Biden on Tuesday warned about the dangers of remaining unvaccinated as the delta variant moves through the United States, particularly for younger people who have lagged in getting shots.

"It seems to me this should cause everybody to think twice and it should cause reconsideration, especially young people who may have thought that they didn't have to be vaccinated, didn't have to worry about it, didn't have to do anything about it up to now," Biden said. "But the good news is that our vaccinations are highly effective, fully vaccinated Americans have a high degree of protection, including against this delta variant."

He stressed that over the next few weeks, the administration's efforts would be increasingly granular, seeking to weave vaccinations into the patterns of daily life.

His administration will try to get the vaccines in the hands of pediatricians, hoping they will get children vaccinated before they return to school or as they get physicals in advance of playing fall sports.

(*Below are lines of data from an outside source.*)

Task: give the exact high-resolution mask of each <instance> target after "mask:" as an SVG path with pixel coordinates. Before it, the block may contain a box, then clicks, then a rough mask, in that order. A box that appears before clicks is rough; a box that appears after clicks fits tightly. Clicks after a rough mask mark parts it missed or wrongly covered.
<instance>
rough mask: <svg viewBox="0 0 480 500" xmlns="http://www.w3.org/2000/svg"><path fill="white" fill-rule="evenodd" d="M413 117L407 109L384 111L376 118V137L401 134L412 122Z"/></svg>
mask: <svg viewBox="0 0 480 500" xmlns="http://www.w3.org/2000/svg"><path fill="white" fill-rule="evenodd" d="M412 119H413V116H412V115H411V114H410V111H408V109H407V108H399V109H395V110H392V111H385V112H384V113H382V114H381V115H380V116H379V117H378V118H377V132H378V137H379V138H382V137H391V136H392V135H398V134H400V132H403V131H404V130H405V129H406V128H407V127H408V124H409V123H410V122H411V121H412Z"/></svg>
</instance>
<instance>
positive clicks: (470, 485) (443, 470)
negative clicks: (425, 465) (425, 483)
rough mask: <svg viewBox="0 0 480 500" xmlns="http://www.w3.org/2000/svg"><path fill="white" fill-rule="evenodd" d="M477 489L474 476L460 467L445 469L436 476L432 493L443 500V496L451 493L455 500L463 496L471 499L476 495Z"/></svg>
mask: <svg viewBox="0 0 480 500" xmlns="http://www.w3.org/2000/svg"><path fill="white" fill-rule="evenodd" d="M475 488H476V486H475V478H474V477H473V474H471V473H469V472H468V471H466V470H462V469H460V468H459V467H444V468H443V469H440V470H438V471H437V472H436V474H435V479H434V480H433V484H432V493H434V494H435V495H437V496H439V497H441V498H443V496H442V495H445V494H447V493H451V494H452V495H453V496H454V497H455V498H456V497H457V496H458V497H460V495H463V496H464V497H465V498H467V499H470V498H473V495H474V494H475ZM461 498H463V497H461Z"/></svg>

The government will expand the use of mobile clinics and try to create opportunities for more people to get vaccinated at their workplace.

"Now we need to go community by community, neighbor by neighbor and in some cases door to door to get help to the communities that need it," Biden said.

In some ways, the administration's latest efforts are simply an escalation of the vaccination campaigns officials have been operating for months, particularly the reliance on trusted local leaders. Biden on Tuesday acknowledged the limits of what the federal government can do, appealing to the collective action of the American public.

"The bottom line is, my administration is doing everything we can to lead a whole-of-government response at the federal, state and local levels to defeat the pandemic," he said. "But we need everyone to do their part."